It seems like we are the first organisation ever to deliver to our auditor’s books of accounts – box files of vouchers and of reports – in environmentally friendly kikapus – bags made out of dry palm leaves.
I deduce this from our auditors began to identify us as those who brought their records in kikapus.
In some circles, particularly among Ugandans who are culturally dislocated, it is ‘classlessness’ for one to carry in a kikapu books of accounts and financial records of an organisation of high repute, such as CPAR Uganda Ltd.
The CPAR Uganda Financial Year starts on the first day of April and ends on the last day of March. On Monday, 10th August 2015, as its Managing Director, I delivered to our external auditors our books of accounts and financial records for our financial year ended 31st March 2015.
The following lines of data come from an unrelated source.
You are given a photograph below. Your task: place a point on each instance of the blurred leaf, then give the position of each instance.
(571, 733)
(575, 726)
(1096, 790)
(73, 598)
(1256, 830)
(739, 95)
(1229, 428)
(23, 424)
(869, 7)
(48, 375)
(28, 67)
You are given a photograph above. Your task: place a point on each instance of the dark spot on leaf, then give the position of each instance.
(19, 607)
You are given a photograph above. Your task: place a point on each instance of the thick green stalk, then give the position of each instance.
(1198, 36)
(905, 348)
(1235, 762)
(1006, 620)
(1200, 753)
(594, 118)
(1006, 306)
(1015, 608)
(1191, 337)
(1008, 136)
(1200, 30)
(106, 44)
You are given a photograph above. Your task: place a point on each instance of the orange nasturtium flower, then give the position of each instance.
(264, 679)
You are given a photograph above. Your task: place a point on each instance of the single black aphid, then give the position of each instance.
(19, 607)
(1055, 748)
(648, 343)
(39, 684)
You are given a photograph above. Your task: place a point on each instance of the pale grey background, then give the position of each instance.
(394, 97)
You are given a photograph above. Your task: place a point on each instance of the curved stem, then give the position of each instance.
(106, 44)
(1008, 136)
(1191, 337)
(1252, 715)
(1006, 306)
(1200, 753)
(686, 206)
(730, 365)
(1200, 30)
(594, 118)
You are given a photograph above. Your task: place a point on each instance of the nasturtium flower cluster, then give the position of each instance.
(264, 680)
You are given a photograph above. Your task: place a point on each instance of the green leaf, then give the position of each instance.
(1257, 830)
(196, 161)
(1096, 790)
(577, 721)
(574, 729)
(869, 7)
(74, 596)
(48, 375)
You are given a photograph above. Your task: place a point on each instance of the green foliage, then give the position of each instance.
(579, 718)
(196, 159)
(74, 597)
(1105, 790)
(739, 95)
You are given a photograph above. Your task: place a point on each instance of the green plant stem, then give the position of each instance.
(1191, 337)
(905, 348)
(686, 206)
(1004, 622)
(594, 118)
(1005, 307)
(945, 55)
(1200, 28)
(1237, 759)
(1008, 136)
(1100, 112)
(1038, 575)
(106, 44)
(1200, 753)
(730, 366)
I do not mind being referred to as the ‘one who brought financial records in a kikapu’. I buy into the philosophy of Nobel Laureate Wangari Mathaai (RIP) of everyone doing their little things. Every little bit counts – we will only overcome environmental pollution if we do our little bits.
My little bit is to reduce on my use of non-bio-degradable materials.
Into the pre-audit meeting, I clarified to our auditors that the cost savings we had made were not necessarily because of poor performance, for example, such as non-implementation of activities.
I explained that one of the ways in which we saved costs, for example, was by re-using/recycling paper. We have loads and loads of paper that is printed on one side, so we took the decision, for example, to print our accounting forms on such paper as opposed to buying fresh paper.
Put in the context of Uganda, Government has created for itself an unnecessary dilemma on the issue of saving our environment from plastic waste. After such a long struggle by environmental advocates for it to ban the use of polythene bags as shopping bags, early this year we celebrated when the ban came through. Read more …
But a few months into phasing in the ban, Government seems to have bowed to pressure from ‘investors’ who care less about our environment but more about their own economic bottom line.
Take for instance these complaints from ‘investors’:
We are in a dilemma because on the one hand we have been told to invest in recycling capacity and appeal for amendment of the law to accommodate those efforts, and on the other we now see NEMA ordering a ban without considering the fact there is a process in progress to harmonise the law with the reality on the ground,” complains Mr Naim Sabra, treasurer of plastics industry lobby the Uganda Plastic Manufacturers and Recyclers Association (UMPRA). We have established a plastic waste value chain that people are now fighting for plastic waste so much that it is now difficult for recyclers to find enough, he adds (source).”
So in Mr. Sabra’s logic, Government should allow the continued production of environmentally dangerous material just so that he can recycle it or what?
Sadly, it seems the Government seems swayed to agree with Mr. Sabra.